The children and families minister has attacked the health service for failing some of the country's most vulnerable young people.
Sarah Teather said the chance of a child receiving much-needed speech and language therapy was "between low and nil", while the wait for a wheelchair could be "really long".
Teather, who spent most of her own secondary school days in a wheelchair after suffering from a viral infection, said the health service "has not always been good at doing its fair share for children in this position". Families were often left as the "piggy in the middle", she said in an interview with the Guardian.
Health workers often agreed with parents that a child needed a wheelchair, incontinence pads or a form of therapy, but "nobody pays for it" and it fails to arrive, she said. This could severely impair a child's chances in the future, she warned: "A six-month wait for speech and language therapy can be critical; an 18-month wait can be really critical."
In some cases, by the time a wheelchair arrives, a child has grown too big for it, she said, adding that it was a "postcode lottery" to get basic equipment.

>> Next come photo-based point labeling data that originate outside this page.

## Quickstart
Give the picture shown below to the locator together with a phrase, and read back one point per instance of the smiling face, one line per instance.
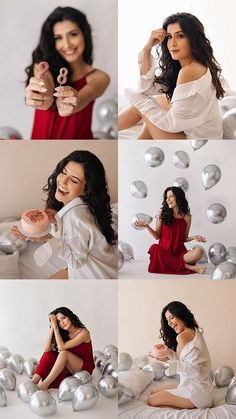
(70, 182)
(69, 41)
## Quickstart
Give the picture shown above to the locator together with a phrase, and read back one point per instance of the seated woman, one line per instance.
(182, 100)
(185, 343)
(68, 349)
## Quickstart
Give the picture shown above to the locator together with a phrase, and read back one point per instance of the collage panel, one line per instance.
(52, 331)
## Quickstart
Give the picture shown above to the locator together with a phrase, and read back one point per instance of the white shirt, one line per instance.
(194, 106)
(81, 244)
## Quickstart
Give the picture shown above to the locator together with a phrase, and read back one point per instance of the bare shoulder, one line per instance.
(191, 72)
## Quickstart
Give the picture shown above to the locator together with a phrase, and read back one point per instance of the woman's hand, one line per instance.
(67, 100)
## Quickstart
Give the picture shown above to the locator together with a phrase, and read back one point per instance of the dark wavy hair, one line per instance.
(167, 215)
(201, 50)
(46, 50)
(64, 333)
(96, 194)
(180, 311)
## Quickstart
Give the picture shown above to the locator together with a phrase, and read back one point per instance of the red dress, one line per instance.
(167, 256)
(49, 125)
(48, 359)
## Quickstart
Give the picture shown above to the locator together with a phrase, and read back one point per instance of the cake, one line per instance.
(34, 221)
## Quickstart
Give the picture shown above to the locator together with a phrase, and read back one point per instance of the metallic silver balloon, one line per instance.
(211, 175)
(108, 386)
(125, 361)
(42, 403)
(181, 159)
(25, 390)
(223, 376)
(145, 218)
(3, 397)
(85, 397)
(138, 189)
(7, 379)
(15, 363)
(182, 183)
(154, 157)
(30, 366)
(196, 144)
(217, 253)
(127, 250)
(226, 270)
(83, 377)
(216, 213)
(67, 388)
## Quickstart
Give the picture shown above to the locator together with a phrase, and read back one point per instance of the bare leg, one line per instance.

Government proposals, published in a green paper in March, would improve life for children with special needs and disabilities and their families, she said.

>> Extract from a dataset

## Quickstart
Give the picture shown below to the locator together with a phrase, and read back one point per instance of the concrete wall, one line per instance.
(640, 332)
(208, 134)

At the moment, children with severe or multiple health and learning disabilities receive a statement from their local authority. This covers only the services that schools are expected to give children, rather than those they need from the health service or social services.

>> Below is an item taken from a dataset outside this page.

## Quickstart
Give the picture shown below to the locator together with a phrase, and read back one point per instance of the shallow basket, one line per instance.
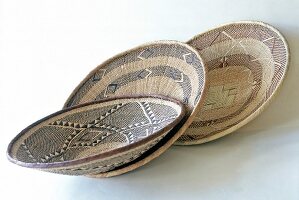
(246, 62)
(96, 137)
(167, 68)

The green paper proposes to replace the existing statement of special educational needs with a single care plan covering schooling, health and social services from birth to the age of 25. This would mean a child's educational, social and health needs would be dealt with together. The plan would reflect a family's needs and ambitions for the child's future and would be continually reviewed.
The green paper also set out plans to give parents a personal budget to spend on services such as one-to-one tuition, laptops and wheelchairs.
"Rather than a family having to go to the council trying to bang down their door to get something, [the council] are coming to you saying, this is what we normally provide. The family then has a conversation about whether it is appropriate," Teather said.